The event, part of the 2016 Sun Yat-sen University? Writers’ Residency, took place on SYSU’s Zhuhai campus, and was attended by almost fifty freshmen from the SYSU English Department. For the students, who will take their first creative writing class next year as sophomores, the lecture was a taste of things to come.

Wong, who has also won acclaim as a poet for her poetry collection Cup, spent roughly a decade researching and writing As the Earth Turns Silver, a work of historical fiction novel set in early twentieth-century New Zealand that centers on a romance between a white woman and a Chinese immigrant. The germ of the story, Wong told students, lay in two family mysteries. Her great-grandfather, who emigrated from Guangdong province, was bludgeoned to death in New Zealand. And he was also rumored to have had an affair with a white woman.

No link between the two incidents was ever established. But it got Wong thinking, and the narrative she spins in As the Earth Turns Silver explores the complexities of race in New Zealand in a time when tensions between Chinese and settlers of European descent were high, and when love between the two groups was, for many, an unthinkable transgression.

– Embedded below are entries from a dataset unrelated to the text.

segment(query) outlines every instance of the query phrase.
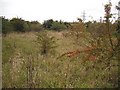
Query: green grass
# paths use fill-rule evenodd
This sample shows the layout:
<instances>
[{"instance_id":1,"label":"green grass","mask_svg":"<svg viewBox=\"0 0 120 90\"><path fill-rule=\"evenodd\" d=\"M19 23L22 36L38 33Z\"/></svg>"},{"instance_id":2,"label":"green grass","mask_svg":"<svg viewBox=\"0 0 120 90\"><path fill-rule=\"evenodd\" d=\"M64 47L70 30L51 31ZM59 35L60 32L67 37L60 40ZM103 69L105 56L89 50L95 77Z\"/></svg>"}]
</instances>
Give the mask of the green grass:
<instances>
[{"instance_id":1,"label":"green grass","mask_svg":"<svg viewBox=\"0 0 120 90\"><path fill-rule=\"evenodd\" d=\"M3 37L3 87L16 88L111 88L117 87L118 66L106 69L103 62L88 61L85 53L69 58L61 54L76 49L84 50L91 39L88 32L82 33L79 43L74 36L64 37L61 32L47 31L54 36L57 48L55 55L40 55L36 33L10 33ZM69 33L69 31L68 31ZM114 60L113 60L114 59ZM103 60L102 60L103 61ZM30 64L30 62L32 62ZM107 62L107 61L106 61ZM117 65L116 57L111 65ZM28 66L32 67L32 86L27 83ZM111 80L108 80L110 75Z\"/></svg>"}]
</instances>

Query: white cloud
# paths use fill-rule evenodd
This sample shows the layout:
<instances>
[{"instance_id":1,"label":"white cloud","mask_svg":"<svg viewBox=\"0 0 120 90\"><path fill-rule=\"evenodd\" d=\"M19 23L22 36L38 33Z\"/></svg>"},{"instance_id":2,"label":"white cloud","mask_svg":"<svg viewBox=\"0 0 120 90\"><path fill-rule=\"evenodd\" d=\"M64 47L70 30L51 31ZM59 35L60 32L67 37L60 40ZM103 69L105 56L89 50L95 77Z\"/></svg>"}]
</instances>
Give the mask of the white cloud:
<instances>
[{"instance_id":1,"label":"white cloud","mask_svg":"<svg viewBox=\"0 0 120 90\"><path fill-rule=\"evenodd\" d=\"M112 0L114 12L116 12L114 6L118 1ZM99 19L104 15L102 4L106 2L108 0L4 0L0 14L8 18L18 16L26 20L43 21L53 18L74 21L81 17L85 10L87 17Z\"/></svg>"}]
</instances>

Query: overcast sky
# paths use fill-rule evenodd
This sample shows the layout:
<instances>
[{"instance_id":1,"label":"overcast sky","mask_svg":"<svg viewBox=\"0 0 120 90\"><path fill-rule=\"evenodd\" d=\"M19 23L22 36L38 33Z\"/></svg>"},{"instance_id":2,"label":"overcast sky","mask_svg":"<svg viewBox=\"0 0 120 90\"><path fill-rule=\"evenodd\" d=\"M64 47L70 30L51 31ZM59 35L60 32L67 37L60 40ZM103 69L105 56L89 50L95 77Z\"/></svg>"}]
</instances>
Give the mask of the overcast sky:
<instances>
[{"instance_id":1,"label":"overcast sky","mask_svg":"<svg viewBox=\"0 0 120 90\"><path fill-rule=\"evenodd\" d=\"M109 0L0 0L0 16L6 18L20 17L25 20L43 22L47 19L76 21L82 18L99 20L104 16L104 5ZM112 12L120 0L111 0ZM93 18L92 18L93 17Z\"/></svg>"}]
</instances>

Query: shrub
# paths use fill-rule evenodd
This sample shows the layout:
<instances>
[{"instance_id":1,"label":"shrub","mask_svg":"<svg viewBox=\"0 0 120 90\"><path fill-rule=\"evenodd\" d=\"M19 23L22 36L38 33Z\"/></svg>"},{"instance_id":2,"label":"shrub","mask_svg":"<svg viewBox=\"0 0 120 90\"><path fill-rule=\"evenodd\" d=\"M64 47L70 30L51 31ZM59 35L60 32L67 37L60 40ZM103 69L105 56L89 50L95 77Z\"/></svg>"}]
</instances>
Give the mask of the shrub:
<instances>
[{"instance_id":1,"label":"shrub","mask_svg":"<svg viewBox=\"0 0 120 90\"><path fill-rule=\"evenodd\" d=\"M40 48L41 55L55 54L54 37L49 37L46 31L42 31L37 34L37 43Z\"/></svg>"}]
</instances>

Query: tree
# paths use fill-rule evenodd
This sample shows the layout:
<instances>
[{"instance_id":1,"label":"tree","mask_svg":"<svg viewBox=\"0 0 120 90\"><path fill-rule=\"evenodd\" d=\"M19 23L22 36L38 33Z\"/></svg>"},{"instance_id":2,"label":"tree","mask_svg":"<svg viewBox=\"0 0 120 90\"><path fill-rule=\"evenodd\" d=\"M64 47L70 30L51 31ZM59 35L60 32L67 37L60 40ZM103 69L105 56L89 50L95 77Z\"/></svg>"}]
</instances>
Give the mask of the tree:
<instances>
[{"instance_id":1,"label":"tree","mask_svg":"<svg viewBox=\"0 0 120 90\"><path fill-rule=\"evenodd\" d=\"M13 18L12 20L10 20L11 24L13 25L14 31L17 32L25 32L24 29L24 20L22 20L21 18Z\"/></svg>"},{"instance_id":2,"label":"tree","mask_svg":"<svg viewBox=\"0 0 120 90\"><path fill-rule=\"evenodd\" d=\"M53 20L52 20L52 19L49 19L49 20L47 20L47 21L44 21L43 27L50 29L51 26L52 26L52 23L53 23Z\"/></svg>"}]
</instances>

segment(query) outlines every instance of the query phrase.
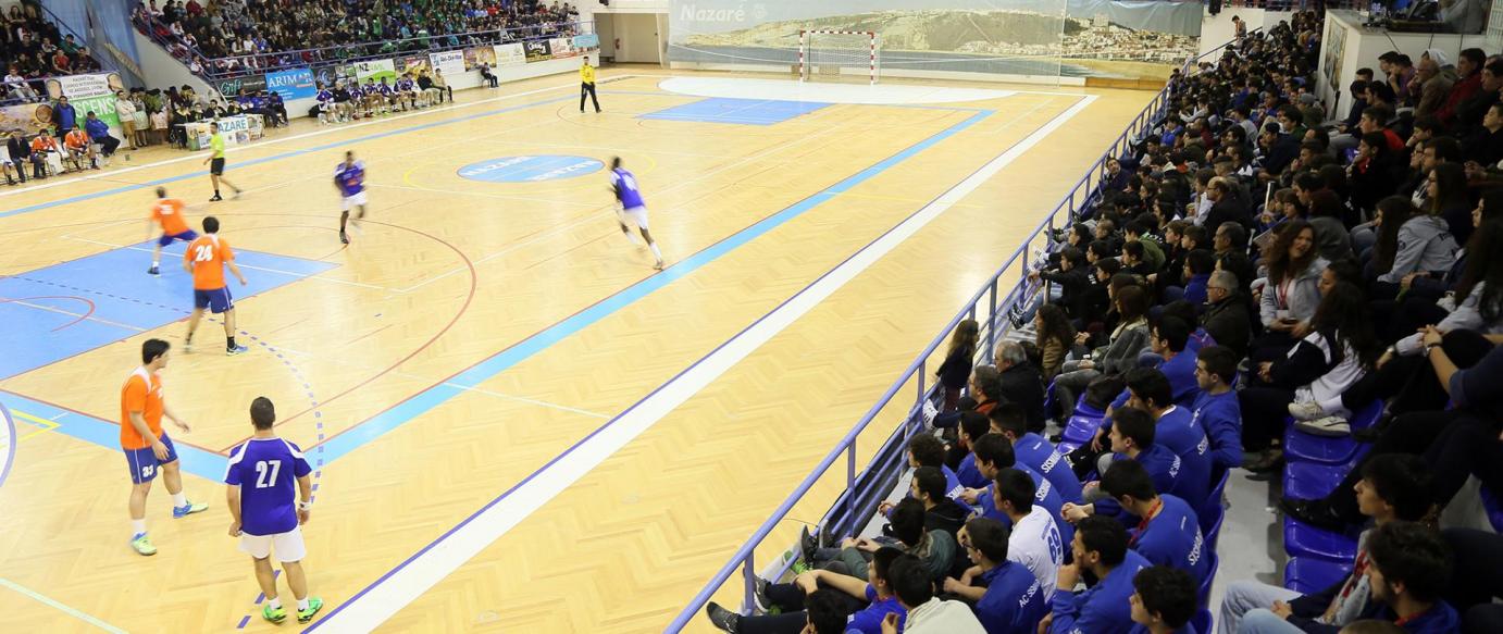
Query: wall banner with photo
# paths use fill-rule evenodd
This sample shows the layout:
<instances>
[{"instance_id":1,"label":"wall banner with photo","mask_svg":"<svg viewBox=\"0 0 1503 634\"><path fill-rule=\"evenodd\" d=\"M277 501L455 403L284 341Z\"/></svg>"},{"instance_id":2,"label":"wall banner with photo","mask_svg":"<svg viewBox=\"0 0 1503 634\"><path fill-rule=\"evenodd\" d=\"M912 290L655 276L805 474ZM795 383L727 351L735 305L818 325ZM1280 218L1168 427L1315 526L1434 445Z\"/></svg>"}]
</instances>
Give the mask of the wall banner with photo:
<instances>
[{"instance_id":1,"label":"wall banner with photo","mask_svg":"<svg viewBox=\"0 0 1503 634\"><path fill-rule=\"evenodd\" d=\"M522 48L522 42L496 45L496 66L520 66L525 63L528 63L528 51Z\"/></svg>"},{"instance_id":2,"label":"wall banner with photo","mask_svg":"<svg viewBox=\"0 0 1503 634\"><path fill-rule=\"evenodd\" d=\"M433 63L434 69L443 71L445 75L464 72L464 51L430 53L428 62Z\"/></svg>"},{"instance_id":3,"label":"wall banner with photo","mask_svg":"<svg viewBox=\"0 0 1503 634\"><path fill-rule=\"evenodd\" d=\"M553 48L549 41L541 39L537 42L525 42L523 48L528 51L528 62L544 62L553 59Z\"/></svg>"},{"instance_id":4,"label":"wall banner with photo","mask_svg":"<svg viewBox=\"0 0 1503 634\"><path fill-rule=\"evenodd\" d=\"M47 80L47 93L53 99L66 96L78 116L81 126L89 111L110 126L110 134L120 135L120 117L114 114L114 92L125 90L125 83L114 72L92 75L62 75Z\"/></svg>"}]
</instances>

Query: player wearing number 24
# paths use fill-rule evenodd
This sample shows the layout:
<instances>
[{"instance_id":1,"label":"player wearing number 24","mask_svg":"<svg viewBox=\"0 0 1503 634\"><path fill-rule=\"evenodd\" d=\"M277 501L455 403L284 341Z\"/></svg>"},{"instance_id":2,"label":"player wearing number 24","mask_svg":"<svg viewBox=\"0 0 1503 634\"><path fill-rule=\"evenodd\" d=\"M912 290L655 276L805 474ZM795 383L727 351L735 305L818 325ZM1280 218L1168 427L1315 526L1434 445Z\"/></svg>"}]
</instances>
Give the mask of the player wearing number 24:
<instances>
[{"instance_id":1,"label":"player wearing number 24","mask_svg":"<svg viewBox=\"0 0 1503 634\"><path fill-rule=\"evenodd\" d=\"M302 524L313 512L313 469L302 448L277 437L275 425L277 407L272 401L266 397L251 401L256 434L230 451L230 466L224 470L230 517L234 518L230 536L240 538L240 550L251 556L256 566L256 581L266 593L262 617L272 623L287 619L272 572L271 554L275 551L298 599L298 622L307 623L323 608L323 599L308 596L308 575L302 571L302 557L308 553L302 544ZM293 497L293 481L298 497ZM298 499L302 502L293 506Z\"/></svg>"}]
</instances>

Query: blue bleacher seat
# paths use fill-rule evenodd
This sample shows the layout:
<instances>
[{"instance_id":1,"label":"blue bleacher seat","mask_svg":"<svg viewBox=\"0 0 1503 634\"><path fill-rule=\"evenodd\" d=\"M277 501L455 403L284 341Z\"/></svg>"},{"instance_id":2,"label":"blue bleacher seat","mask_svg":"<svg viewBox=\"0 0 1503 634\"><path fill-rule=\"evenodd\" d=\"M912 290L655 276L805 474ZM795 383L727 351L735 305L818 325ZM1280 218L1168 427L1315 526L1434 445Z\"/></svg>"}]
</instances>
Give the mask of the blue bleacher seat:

Novel-writing is not for the faint of heart, Wong stressed. It takes, first and foremost, a rearrangement of one’s priorities. Wong studied mathematics and had a career in IT before turning, in her mid-thirties, to fiction and poetry. If you want to be a writer, Wong told students, ask yourself whether you are the type of person who writes simply to blow off steam—or whether you really want to put in the work, subject your writing to others’ criticism, improve through practice, and ultimately connect with readers.

Writing poetry is like sprinting, Wong said, but novel-writing is a marathon. If you don’t make room for it in your life and work on it every day even when you don’t feel like it, it will never happen.

For the freshmen of the English department, the question might seem far away. But who knows who among them, years from now, will rise to the challenge? Perhaps they will remember Wong’s words as they see their own marathons through to the end.